While APEC policies created wonders for business, the real creators of wealth are left to fend for themselves.

Inclusive economies?

APEC may have realised that, after almost three decades, it has failed to achieve shared prosperity in the region. Perhaps this is the reason APEC 2015 in Manila is held under the theme “Building Inclusive Economies, Building a Better World” – another catchphrase that has yet to assume a practical meaning for working people.Can they show this time a different strategy – something better than the Bogor Declaration, which focused primarily on eliminating barriers to free trade and investment?

I see none at this point. The Economic Committee had just been instructed to develop a policy framework on how structural reform can contribute to inclusive growth as well, as a set of indicators for evaluating the inclusiveness of structural reform policies. In short, there is still no new policy or strategy to talk about. It is an explicit admission that inclusiveness is a framework that APEC never had.

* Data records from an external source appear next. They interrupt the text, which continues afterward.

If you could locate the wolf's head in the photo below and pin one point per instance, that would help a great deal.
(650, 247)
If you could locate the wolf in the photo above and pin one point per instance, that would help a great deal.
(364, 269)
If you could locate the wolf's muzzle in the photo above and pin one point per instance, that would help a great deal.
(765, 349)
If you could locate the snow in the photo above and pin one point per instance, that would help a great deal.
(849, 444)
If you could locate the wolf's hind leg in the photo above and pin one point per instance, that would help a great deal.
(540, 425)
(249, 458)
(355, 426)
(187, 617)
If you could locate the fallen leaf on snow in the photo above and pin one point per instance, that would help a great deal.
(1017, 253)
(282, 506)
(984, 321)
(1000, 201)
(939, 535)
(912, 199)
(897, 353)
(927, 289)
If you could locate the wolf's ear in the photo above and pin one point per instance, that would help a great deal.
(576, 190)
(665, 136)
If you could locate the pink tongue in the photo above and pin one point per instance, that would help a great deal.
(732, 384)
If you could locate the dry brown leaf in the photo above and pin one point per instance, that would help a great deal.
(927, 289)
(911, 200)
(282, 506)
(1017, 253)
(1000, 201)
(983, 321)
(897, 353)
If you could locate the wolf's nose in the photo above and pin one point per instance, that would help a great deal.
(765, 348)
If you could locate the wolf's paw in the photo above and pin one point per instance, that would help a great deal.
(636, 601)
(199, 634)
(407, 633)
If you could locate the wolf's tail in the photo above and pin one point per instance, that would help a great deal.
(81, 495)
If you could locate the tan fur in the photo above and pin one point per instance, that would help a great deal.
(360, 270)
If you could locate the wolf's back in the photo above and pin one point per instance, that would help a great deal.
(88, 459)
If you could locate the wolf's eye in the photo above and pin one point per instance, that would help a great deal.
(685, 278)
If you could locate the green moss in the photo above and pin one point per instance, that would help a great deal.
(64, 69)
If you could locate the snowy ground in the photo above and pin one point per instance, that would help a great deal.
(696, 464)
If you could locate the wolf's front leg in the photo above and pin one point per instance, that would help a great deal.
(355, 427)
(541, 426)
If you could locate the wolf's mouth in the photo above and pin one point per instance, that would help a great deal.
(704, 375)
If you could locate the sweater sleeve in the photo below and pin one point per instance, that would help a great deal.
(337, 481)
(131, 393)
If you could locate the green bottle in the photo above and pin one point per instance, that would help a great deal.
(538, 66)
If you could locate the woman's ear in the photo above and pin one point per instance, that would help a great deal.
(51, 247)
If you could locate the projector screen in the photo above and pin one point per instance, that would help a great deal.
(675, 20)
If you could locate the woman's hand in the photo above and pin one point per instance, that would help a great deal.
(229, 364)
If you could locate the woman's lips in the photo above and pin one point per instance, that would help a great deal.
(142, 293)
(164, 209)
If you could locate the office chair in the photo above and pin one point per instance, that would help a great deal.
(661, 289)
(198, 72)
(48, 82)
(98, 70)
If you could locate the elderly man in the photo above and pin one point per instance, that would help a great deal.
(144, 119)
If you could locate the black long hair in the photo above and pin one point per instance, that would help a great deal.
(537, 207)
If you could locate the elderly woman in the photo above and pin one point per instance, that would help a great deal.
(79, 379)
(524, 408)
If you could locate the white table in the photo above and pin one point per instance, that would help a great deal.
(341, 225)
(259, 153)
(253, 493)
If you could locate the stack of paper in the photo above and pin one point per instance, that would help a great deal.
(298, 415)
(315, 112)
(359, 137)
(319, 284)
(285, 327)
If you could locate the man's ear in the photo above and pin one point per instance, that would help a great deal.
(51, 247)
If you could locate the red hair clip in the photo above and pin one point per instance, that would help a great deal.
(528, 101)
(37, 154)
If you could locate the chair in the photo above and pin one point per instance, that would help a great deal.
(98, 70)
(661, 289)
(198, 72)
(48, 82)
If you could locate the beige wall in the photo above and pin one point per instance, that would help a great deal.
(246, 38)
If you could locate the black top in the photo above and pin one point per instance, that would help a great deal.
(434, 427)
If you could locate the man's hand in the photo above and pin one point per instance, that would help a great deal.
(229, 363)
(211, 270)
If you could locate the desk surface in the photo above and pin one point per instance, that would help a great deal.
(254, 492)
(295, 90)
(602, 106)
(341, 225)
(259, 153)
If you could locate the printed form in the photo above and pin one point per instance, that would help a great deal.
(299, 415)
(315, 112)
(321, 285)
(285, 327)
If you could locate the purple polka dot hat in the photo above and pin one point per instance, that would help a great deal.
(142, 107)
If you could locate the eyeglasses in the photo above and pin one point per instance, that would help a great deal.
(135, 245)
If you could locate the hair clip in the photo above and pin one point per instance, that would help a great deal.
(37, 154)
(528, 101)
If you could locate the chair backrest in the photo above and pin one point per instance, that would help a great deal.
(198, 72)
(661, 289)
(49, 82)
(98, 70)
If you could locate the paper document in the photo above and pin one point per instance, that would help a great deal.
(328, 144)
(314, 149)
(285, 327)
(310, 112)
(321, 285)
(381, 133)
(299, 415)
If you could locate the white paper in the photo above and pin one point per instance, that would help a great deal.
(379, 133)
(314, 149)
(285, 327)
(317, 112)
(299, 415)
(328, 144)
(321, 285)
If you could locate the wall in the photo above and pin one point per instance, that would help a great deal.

Nevertheless, APEC ministers have already identified some areas such as “fostering small and medium enterprises (SMEs)” and “investing in human capital development” in pursuing this track. But again, I cannot consider them a fresh approach to this lingering problem: I have seen SME development and skills training as part of the country’s development strategy since the time of Cory [Corazon C. Aquino, who was president from February 1986 to June 1992]. And I really doubt that her son, PNoy [Benigno Aquino III, the current president], is doing the right thing to make this country more inclusive.

As a matter of fact, by declaring a four-day holiday and road closures, and banning air travel and mass protest, PNoy has made this year’s APEC summit just another exclusive and highly secluded event for the capitalist class.